L’auteur du site

  • Je m’appelle Vincent Breton. C’est non seulement un nom commun, mais il y a des tas de Vincent Breton. J’aime bien mon prénom mais je déteste franchement mon patronyme qui m’a valu bien des moqueries à l’école. Je ne suis pas plus breton que parisien, de Franche-Comté, du Berry ou de Sologne. Mes racines ne tiennent pas à la terre, tout au plus à la langue…

Biographie idiote à la manière des Wikimachins

Enfance et formation

  • Il y a des choses qui ne peuvent pas s’écrire comme ça dans une bio … les moches surtout. Et puis ça ne vous regarde pas tellement.
    Mon enfance fut marquée par la rencontre des livres, des amitiés merveilleuses, un peu de voyages, une famille maternelle chaleureuse ouverte et vivante.
    Vers l’âge de 8 ans j’ai inventé une première chanson : “T’as vu la mer c’est beau”.
  • Si j’ai appris à lire très tôt, mon apprentissage fut pour beaucoup celui d’un autodidacte, y compris tout au long de ma carrière professionnelle. J’ai toujours aimé créer, bricoler, expérimenter.

Une chouette carrière professionnelle qui m’a bouffé la vie

Quand j’ai eu 17 ans, un directeur d’une petite troupe de théâtre m’invita à venir le voir, après mon bac, pour me proposer de le rejoindre. Mais par manque de courage ou parce que je pressentais que je devrais bientôt gagner ma pitance et être autonome, je passais le concours pour devenir instituteur. J’ai fait ensuite des tas de choses intéressantes, pas banales, dans différentes fonctions dont celles de formateur. J’ai travaillé auprès de gosses de riches et auprès de gosses de pauvres, dans trois académies. J’ai beaucoup appris grâce aux mômes, à leurs parents et aux collègues. Dans mon parcours, j”ai même commis la bêtise de passer le concours d’inspecteur , travail passionnant et rendu impossible notamment du fait de celui que j’appelle aujourd’hui “le ministre des cerceaux”. Ce métier, c’était souvent des semaines à cinquante ou soixante heures. Beaucoup de stress à gérer des plaintes et des injonctions multiples. Tout cela fit que j’ai pris la décision d’anticiper mon départ à la retraite en 2020.
Cette séparation n’a pas été si simple, non que j’ai jamais manqué de projets ou d’envies de faire autre chose, mais l’épidémie est venue ajouter sa touche et la fatigue est restée longtemps palpable.
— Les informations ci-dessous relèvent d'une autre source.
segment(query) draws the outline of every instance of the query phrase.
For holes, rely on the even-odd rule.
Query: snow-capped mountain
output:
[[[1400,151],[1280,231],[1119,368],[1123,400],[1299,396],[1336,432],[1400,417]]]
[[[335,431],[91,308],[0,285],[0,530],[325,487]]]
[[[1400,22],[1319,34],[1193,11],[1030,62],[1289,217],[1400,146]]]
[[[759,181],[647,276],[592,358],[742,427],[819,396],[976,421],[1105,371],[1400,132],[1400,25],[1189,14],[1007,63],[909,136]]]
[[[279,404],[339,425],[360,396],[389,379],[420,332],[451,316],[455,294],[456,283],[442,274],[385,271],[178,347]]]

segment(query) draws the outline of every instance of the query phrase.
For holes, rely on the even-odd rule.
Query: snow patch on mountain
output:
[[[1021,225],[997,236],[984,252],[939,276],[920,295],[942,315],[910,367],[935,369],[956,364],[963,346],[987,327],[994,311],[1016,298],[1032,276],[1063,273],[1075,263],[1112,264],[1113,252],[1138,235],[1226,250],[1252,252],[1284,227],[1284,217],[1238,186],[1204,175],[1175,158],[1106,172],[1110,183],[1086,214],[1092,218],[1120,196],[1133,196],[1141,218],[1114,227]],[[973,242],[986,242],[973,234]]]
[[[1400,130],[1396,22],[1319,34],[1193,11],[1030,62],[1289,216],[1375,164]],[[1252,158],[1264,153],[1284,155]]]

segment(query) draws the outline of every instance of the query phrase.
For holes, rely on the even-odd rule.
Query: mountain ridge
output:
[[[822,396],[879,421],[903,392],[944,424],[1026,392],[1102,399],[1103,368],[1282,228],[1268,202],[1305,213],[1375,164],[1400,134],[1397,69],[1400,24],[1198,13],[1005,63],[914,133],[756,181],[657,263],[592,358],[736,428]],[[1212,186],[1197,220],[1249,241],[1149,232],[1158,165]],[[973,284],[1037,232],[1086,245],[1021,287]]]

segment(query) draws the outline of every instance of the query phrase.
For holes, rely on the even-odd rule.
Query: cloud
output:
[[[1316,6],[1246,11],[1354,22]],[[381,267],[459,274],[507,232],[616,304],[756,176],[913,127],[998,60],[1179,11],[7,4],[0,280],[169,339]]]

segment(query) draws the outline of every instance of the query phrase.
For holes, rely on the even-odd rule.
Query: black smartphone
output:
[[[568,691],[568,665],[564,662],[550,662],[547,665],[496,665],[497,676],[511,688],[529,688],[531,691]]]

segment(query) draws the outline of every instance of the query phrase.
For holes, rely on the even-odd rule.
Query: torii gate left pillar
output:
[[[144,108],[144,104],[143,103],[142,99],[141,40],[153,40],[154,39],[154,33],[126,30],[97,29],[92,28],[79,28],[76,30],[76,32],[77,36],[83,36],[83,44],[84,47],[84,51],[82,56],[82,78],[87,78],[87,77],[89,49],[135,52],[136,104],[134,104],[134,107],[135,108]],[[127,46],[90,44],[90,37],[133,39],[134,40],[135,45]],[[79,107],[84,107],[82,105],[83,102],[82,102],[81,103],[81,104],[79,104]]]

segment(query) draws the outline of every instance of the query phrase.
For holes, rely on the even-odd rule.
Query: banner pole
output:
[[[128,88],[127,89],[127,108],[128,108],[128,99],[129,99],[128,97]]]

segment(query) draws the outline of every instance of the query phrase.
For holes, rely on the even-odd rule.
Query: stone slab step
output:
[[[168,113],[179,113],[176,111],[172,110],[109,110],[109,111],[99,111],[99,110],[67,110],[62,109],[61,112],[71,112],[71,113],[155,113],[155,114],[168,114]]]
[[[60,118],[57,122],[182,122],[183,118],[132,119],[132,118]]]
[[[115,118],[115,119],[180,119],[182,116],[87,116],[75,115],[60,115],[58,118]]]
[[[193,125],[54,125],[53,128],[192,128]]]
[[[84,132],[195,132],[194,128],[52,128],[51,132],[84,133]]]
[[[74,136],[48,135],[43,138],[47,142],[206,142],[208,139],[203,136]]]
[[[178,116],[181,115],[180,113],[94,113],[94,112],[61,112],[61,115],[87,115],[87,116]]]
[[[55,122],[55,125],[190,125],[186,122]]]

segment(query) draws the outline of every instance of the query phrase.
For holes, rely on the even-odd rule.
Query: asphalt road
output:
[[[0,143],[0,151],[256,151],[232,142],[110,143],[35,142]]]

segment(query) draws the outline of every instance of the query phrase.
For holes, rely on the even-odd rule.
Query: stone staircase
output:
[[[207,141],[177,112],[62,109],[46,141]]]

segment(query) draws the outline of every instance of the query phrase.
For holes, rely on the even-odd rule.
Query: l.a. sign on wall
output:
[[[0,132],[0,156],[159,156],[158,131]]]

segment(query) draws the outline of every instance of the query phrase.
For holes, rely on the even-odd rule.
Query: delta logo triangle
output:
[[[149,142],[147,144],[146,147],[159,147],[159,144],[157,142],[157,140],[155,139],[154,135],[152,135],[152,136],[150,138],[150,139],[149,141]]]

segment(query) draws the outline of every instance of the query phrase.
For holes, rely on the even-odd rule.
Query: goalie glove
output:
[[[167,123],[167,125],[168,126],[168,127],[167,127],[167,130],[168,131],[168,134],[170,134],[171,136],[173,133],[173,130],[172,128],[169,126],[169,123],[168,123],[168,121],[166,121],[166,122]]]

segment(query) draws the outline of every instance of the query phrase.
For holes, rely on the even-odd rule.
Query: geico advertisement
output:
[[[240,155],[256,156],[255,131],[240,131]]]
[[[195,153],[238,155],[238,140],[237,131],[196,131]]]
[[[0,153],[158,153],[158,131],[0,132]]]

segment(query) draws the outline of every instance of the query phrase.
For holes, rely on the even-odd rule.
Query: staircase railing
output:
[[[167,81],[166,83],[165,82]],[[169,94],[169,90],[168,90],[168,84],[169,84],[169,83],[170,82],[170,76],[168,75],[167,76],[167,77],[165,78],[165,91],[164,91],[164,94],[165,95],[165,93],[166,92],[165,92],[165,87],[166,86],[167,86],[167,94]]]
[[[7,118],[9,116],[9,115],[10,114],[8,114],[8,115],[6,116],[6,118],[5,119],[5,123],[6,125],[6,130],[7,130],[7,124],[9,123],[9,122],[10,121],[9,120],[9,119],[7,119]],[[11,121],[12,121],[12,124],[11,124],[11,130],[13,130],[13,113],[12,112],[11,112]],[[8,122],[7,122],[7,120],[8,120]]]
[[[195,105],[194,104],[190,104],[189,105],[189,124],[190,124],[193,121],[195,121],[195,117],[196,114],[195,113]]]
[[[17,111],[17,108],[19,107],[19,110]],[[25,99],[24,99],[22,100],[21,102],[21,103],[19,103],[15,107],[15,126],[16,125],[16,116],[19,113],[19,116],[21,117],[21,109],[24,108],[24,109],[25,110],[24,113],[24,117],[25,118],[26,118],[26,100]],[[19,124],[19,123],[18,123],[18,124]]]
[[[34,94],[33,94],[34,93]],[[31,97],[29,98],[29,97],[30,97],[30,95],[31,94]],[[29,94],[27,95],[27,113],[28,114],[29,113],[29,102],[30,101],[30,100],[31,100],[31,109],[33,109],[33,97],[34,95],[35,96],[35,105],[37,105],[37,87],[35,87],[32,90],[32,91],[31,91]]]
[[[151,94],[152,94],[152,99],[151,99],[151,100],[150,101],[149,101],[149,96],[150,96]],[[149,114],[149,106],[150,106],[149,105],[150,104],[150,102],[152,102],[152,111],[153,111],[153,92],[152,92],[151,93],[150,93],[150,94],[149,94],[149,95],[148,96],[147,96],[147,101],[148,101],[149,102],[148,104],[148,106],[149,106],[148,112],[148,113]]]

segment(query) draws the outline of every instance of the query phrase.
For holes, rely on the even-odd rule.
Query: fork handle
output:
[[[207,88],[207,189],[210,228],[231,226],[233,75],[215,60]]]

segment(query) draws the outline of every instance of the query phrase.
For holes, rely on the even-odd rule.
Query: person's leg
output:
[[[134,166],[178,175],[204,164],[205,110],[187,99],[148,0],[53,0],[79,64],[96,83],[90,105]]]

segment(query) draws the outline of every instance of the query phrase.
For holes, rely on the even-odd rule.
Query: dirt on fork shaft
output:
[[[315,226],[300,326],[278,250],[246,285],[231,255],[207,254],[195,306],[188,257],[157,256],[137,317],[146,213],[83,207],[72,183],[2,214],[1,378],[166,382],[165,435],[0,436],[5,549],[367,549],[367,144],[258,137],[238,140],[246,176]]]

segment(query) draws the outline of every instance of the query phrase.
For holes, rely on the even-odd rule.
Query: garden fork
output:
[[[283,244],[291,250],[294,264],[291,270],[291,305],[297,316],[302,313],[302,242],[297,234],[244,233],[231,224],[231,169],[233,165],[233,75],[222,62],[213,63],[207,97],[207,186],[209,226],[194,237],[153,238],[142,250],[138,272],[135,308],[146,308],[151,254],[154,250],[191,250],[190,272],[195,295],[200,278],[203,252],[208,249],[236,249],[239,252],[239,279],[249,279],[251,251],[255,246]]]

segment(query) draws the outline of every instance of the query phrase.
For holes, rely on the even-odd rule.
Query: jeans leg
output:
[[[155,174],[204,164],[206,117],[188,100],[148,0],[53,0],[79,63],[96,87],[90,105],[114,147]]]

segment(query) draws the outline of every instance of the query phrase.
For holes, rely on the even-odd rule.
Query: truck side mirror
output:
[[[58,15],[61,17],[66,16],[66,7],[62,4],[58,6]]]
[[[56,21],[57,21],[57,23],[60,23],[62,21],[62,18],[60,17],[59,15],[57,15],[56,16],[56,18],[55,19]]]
Aujourd’hui, même si je peux encore vouloir m’exprimer ponctuellement à propos de l’école, j’ai tourné la page, je laisse aux autres le soin de tenter de sauver l’école si c’est encore possible. Cette rupture est pour moi la chance de renouer avec ce qui m’intéresse et ce que j’aime faire… ou d’aller vers de nouveaux projets…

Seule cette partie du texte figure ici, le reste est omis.